Audio Datasets
.. image:: https://img.shields.io/pypi/v/audiodatasets.svg
:target: https://pypi.python.org/pypi/audiodatasets
.. image:: https://img.shields.io/travis/mcfletch/audiodatasets.svg
:target: https://travis-ci.org/mcfletch/audiodatasets
.. image:: https://readthedocs.org/projects/audiodatasets/badge/?version=latest
:target: https://audiodatasets.readthedocs.io/en/latest/?badge=latest
:alt: Documentation Status
.. image:: https://pyup.io/repos/github/mcfletch/audiodatasets/shield.svg
:target: https://pyup.io/repos/github/mcfletch/audiodatasets/
:alt: Updates
Pulls and pre-processes major Open Source datasets for spoken audio
* Supported Datasets:
* `Librispeech <http://www.openslr.org/resources/12/>`_ (60GB)

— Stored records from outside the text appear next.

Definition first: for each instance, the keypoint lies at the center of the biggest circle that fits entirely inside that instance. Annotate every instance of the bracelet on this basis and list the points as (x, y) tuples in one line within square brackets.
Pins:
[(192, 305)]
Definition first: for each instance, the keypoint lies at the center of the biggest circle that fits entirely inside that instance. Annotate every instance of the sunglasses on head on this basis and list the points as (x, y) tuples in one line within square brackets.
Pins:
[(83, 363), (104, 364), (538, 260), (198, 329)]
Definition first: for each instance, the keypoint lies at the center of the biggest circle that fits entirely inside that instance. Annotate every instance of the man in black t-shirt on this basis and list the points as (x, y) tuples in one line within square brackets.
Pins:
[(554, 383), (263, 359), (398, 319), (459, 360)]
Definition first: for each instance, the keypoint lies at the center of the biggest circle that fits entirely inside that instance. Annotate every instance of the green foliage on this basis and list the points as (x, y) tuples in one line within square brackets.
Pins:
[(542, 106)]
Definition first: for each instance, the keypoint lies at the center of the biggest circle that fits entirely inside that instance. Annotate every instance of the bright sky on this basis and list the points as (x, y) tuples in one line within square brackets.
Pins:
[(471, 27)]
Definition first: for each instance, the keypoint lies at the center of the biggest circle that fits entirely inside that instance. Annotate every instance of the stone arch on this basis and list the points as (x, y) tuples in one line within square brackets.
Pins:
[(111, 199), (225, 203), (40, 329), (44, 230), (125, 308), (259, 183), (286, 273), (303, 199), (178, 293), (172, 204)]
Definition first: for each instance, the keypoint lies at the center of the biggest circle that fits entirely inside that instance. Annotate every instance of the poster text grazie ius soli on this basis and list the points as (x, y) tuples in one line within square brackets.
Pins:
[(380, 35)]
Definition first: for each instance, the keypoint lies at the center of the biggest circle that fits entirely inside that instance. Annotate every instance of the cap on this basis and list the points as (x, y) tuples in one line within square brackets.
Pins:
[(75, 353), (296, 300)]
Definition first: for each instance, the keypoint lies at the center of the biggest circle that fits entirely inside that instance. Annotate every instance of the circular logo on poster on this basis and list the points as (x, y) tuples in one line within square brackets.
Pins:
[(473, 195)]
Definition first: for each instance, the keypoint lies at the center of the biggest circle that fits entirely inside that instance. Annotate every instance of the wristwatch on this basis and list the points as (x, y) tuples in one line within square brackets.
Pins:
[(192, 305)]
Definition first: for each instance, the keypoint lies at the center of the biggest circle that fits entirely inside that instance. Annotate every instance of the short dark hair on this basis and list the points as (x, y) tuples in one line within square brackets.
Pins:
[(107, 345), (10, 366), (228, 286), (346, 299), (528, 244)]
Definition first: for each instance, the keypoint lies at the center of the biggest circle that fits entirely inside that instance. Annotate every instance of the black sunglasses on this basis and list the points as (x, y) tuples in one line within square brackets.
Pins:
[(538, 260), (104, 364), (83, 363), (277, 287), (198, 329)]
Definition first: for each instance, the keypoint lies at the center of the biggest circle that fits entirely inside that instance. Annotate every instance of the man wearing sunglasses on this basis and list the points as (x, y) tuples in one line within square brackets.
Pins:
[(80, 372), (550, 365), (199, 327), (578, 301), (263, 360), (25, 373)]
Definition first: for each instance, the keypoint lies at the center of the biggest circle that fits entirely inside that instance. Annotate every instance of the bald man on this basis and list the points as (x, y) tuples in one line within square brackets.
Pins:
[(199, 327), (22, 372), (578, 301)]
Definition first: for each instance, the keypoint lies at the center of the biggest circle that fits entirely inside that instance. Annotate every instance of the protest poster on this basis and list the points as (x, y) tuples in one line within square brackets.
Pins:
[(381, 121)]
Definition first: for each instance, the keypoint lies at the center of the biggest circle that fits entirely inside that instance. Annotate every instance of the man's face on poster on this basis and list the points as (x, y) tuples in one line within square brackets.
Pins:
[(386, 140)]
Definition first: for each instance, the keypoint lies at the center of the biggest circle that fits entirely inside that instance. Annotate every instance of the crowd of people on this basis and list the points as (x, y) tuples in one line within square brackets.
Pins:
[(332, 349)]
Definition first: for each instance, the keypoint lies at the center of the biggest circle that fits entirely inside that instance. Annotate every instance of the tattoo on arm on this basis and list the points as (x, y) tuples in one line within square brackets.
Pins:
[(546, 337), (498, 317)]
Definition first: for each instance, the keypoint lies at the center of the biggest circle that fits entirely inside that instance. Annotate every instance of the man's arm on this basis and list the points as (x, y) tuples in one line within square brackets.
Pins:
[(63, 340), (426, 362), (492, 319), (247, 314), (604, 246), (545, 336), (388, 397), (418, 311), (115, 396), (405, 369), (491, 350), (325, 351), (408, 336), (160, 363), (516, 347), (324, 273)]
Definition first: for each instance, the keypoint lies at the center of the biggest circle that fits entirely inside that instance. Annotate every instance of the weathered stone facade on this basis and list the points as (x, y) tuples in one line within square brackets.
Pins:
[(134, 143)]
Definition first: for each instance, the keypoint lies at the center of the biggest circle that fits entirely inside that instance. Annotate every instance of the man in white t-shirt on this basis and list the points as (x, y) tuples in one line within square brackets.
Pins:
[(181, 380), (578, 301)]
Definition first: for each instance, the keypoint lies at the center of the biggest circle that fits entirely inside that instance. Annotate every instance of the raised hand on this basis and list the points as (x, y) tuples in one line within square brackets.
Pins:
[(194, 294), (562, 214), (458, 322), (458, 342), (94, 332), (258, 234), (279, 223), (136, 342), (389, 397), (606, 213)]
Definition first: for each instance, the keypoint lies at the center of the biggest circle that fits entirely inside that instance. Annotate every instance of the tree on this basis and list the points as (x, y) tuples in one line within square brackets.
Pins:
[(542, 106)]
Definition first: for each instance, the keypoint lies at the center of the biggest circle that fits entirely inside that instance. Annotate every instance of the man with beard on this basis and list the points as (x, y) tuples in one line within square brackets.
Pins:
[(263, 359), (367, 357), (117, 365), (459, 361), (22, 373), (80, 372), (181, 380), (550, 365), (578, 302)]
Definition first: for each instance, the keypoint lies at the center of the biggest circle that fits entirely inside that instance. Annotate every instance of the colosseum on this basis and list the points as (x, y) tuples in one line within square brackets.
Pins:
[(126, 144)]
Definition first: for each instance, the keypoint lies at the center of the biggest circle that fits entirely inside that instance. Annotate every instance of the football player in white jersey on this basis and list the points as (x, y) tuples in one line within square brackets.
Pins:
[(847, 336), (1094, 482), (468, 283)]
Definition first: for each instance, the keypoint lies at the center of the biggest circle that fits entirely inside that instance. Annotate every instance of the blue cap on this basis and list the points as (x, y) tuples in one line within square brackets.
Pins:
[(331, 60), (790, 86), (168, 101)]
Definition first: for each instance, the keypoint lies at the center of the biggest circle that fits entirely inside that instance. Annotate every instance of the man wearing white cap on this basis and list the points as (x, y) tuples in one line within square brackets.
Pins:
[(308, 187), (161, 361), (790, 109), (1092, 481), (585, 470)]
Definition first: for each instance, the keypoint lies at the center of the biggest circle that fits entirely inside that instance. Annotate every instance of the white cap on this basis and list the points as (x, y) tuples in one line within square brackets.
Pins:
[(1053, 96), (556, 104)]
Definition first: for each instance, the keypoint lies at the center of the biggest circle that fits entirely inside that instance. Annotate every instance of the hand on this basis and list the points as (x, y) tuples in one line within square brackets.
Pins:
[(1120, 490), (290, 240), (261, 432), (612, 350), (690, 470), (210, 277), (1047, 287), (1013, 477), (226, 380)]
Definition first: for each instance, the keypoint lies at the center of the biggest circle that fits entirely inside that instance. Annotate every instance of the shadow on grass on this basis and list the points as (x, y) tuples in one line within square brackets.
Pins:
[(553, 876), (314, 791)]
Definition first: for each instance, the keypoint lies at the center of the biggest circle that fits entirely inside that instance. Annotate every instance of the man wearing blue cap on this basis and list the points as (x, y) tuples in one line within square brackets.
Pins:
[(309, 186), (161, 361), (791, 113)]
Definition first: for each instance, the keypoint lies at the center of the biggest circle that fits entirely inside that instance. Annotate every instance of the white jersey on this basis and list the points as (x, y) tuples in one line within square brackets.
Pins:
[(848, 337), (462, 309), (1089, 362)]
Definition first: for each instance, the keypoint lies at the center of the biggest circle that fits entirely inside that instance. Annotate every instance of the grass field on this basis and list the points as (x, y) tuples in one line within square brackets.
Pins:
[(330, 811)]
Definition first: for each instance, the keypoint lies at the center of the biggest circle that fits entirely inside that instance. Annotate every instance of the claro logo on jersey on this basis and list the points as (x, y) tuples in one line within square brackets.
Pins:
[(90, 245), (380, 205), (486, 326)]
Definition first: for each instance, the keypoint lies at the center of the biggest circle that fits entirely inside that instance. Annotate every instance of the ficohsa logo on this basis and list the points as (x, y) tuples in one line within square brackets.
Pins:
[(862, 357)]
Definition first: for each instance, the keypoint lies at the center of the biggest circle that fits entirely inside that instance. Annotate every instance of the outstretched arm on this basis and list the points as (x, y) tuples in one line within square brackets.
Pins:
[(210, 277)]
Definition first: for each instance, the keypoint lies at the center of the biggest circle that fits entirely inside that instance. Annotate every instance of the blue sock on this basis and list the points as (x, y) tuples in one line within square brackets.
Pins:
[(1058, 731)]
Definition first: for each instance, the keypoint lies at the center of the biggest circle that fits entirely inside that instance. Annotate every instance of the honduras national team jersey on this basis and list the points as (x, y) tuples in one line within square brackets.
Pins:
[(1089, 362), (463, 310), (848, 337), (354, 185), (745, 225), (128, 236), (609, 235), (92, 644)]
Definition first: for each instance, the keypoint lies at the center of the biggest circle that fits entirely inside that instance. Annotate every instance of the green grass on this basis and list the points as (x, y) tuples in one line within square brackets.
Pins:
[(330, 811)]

* `TEDLIUM_release2 <http://www.openslr.org/resources/19/>`_ (35GB)
* `VCTK-Corpus <http://homepages.inf.ed.ac.uk/jyamagis/release/>`_ (11GB)
* This is intended for use on Linux servers and it is expected that you will be using the
library to feed a machine learning system (not necessary, but that's sort of the point of
collecting these datasets)
* MIT license for the software, but please note that the datasets themselves are
generally for non-commercial use only
* Downloads common Open Source datasets and performs basic preprocessing on them
* Provides iterables that produce Numpy arrays from the audio data in common formats
* Uses `sphfile` to directly accesses sph files instead of needing to convert to `wav` first
* Uses a single shared location for the datasets intended to be used by multiple projects
You need to create the download directory and make it writable by the running user. Preferably
you will do that via group-based permissions to allow sharing, but we will here show creation
of a user-specific ownership::
$ mkdir -p /var/datasets
$ chown user:group /var/datasets
$ chmod g+rw /var/datasets
if `/var/datasets` doesn't exist, or isn't writable, the downloader will instead populate
`~/.config/datasets` with the data. You may wish to link that directory to `/var/datasets`
so that you can use default instantiations of the corpora::
$ ln -s /var/datasets ~/.config/datasets
Note that the downloader expects that you have the following available, this may not
yet be the case in a docker or minimal OS installation:
* `tar`
* `wget`
Now you can download the datasets.
.. note::
The datasets are big (100+GB)!
If you are paying for data or are working on a slow connection you will
likely want to arrange to do this step during a low-rated period or on a
separate data connection.
From a command prompt::
$ pip install audiodatasets
# this will download 100+GB and then unpack it on disk, it will take a while...
$ audiodatasets-download
Creating MFCC data-files::
# this will generate Multi-frequency Cepestral Coefficient (MFCC) summaries for the
# audio datasets (and download them if that hasn't been done). This isn't necessary
# if you are doing only raw-audio processing
$ audiodatasets-preprocess
Playing some audio::
# this will iterate through playing every utterance that includes 'moon' in the transcript
$ audiodatasets-search 'moon'
Once setup, you likely want to iterate over the data-sets using, for instance, a partition to
separate out test/train/validate data. To iterate over the raw audio:
.. code:: python
from audiodatasets.corpora import build_corpora, partition
import random
def train_valid_test():
"""Create training, validation and tests datasets
returns three iterators yielding (array[10:512],transcript) batches
utterances = []
for corpus in build_corpora():
utterances.extend( corpus.iter_utterances())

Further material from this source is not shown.